И закружились в пропасти иконы, поглотились этим скачком. Этим чуточным движением чего-то поглотились молитвы и воскресения из мертвых, покатились и упали в бездны, и сама Вселенная несколько пошатнулась, как бы грозя предстать новым, невиданным еще своим ликом.
«Скачок, скачок, скачок, скачок», — повторял Майков про себя, рисуя в воображении своем все новые и новые прекрасные картины и образы. Прекрасный, чуточный и так меняющийся мир. Чуть-чуть и такие гигантские перемены, чуть-чуть и такая разительность! Вот такие предположительности, такие радости открытий. Такая новая вера. Странная и положительно неизвестная доселе.
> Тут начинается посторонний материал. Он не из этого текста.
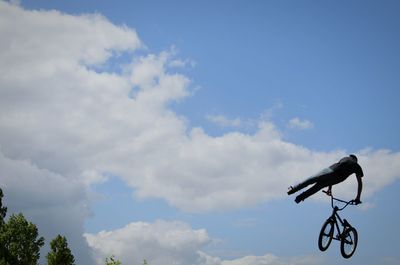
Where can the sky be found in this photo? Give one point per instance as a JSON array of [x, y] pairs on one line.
[[170, 130]]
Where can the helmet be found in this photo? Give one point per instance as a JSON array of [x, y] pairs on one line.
[[354, 157]]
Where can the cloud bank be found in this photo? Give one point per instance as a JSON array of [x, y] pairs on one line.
[[69, 116]]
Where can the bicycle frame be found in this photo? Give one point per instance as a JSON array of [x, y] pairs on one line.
[[335, 216]]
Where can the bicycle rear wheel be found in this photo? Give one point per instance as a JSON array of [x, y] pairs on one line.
[[326, 235], [348, 243]]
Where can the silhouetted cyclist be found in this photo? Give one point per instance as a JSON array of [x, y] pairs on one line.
[[332, 175]]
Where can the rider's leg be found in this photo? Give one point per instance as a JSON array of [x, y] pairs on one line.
[[313, 179], [318, 186]]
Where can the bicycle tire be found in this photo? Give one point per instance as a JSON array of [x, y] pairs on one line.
[[326, 235], [348, 242]]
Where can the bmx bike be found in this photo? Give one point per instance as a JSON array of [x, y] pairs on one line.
[[346, 234]]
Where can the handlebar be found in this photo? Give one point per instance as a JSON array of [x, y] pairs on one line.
[[351, 202]]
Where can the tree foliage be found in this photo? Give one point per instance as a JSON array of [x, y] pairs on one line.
[[20, 240], [60, 253]]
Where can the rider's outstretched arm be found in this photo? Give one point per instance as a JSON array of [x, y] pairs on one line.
[[359, 189], [329, 191]]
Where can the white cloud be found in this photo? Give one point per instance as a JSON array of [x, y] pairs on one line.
[[160, 242], [270, 259], [297, 123], [223, 121], [173, 242], [65, 124]]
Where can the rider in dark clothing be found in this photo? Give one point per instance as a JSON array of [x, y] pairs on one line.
[[332, 175]]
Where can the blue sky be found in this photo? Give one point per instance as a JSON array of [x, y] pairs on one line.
[[230, 98]]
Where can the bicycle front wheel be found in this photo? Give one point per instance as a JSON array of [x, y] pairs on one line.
[[348, 243], [326, 235]]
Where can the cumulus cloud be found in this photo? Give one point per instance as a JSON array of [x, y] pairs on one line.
[[270, 259], [161, 242], [297, 123], [172, 242], [223, 121]]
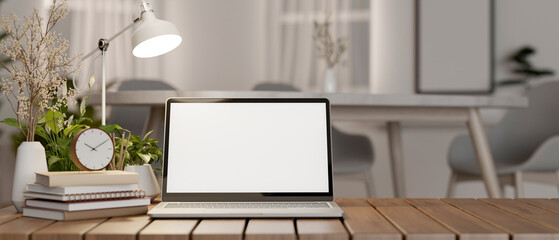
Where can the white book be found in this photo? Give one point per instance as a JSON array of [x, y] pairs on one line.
[[79, 189], [87, 196], [89, 205], [79, 215]]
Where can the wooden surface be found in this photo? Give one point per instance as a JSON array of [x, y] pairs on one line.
[[276, 229], [459, 222], [372, 219], [520, 228], [410, 221]]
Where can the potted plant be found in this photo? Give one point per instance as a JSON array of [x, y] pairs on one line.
[[330, 50], [137, 154], [35, 84]]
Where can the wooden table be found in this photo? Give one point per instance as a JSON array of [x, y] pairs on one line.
[[411, 219], [391, 109]]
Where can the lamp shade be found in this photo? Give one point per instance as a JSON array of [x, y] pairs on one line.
[[154, 37]]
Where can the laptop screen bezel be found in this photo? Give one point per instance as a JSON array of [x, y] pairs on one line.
[[246, 197]]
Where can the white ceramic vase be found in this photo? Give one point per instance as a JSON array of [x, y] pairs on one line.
[[330, 84], [30, 159], [147, 181]]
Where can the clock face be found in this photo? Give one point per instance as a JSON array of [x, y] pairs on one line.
[[92, 149]]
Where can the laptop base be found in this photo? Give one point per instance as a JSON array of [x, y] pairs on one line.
[[161, 211]]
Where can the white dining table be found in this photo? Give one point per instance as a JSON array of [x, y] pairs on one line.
[[392, 109]]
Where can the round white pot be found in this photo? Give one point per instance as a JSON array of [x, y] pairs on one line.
[[330, 83], [147, 181], [30, 159]]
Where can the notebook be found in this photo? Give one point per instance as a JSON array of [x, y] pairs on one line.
[[247, 158]]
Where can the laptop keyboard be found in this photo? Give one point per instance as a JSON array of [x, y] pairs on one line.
[[247, 205]]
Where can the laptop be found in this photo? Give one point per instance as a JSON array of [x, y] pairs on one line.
[[247, 157]]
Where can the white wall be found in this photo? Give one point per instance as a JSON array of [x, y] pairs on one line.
[[518, 23], [220, 48]]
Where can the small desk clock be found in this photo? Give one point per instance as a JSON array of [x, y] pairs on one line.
[[92, 149]]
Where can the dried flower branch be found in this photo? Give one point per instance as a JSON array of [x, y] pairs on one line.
[[327, 48], [39, 66]]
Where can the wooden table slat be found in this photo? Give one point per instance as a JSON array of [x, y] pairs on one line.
[[168, 229], [8, 214], [219, 229], [518, 227], [363, 222], [119, 228], [550, 205], [321, 229], [68, 230], [461, 223], [22, 228], [272, 229], [536, 214], [413, 223]]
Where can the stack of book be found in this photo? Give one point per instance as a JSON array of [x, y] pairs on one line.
[[84, 195]]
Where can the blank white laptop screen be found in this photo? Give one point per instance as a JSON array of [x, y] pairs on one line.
[[233, 147]]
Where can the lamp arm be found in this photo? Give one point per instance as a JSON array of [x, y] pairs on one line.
[[110, 39]]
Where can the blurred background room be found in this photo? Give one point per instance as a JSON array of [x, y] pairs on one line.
[[235, 45]]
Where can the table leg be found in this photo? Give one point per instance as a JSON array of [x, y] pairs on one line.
[[396, 158], [483, 152], [155, 121]]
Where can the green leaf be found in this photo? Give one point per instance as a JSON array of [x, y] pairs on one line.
[[83, 106], [51, 120], [52, 160], [41, 132], [111, 128], [74, 129], [145, 157], [12, 122], [146, 136]]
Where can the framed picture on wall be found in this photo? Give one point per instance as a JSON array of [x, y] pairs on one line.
[[454, 46]]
— Во мне словно бы все как то раздвинулось, — продолжал отец Варсонофий, — и я понял, что не в той внешней стороне дела вера, я понял, что только тогда Он и не умрет, если внешнюю сторону устранить. Вот вы говорите — чудо? А не чудо ли, что все живое соткано на земле, и не только, наверное, на земле, из ничего, просто так, как по мановению волшебной палочки, это ли не Чудо? Что такое перед этим непорочное зачатие? Да это — нуль, полный нуль. Да и все чудеса с хлебами? И вот еще что, вот что главное, так это то, что все, все мироздание из пустоты соткалось, пусть из нее выросло случайно, мы любим странные случайности, даже их обожаем, но, не может быть, случайность — то записано в нас, в нашем мозге, а то, главное, значительное, что содержит в себе план, оно этим самым мозгом не улавливается, мимо проскользает, может, там нет этого самого приемника, который мог бы поймать, нет этакого извлекателя истин. У меня тут был один человек — ну ладно, о нем потом, потом я вас с ним познакомлю, он также тут рядом проживает. Я его про себя Фаустом кличу. Поразительный человек.
«Тоже, наверное, священник, — подумал Майков. — Из соседней какой-нибудь церквушки, надо же, у них тут, наверное, целая группа единоверцев, и как я не знал раньше, так живешь себе живешь и не знаешь?» — Эта мысль пролетела мгновенно.
Но Варсонофий между тем продолжал излагать свое дело.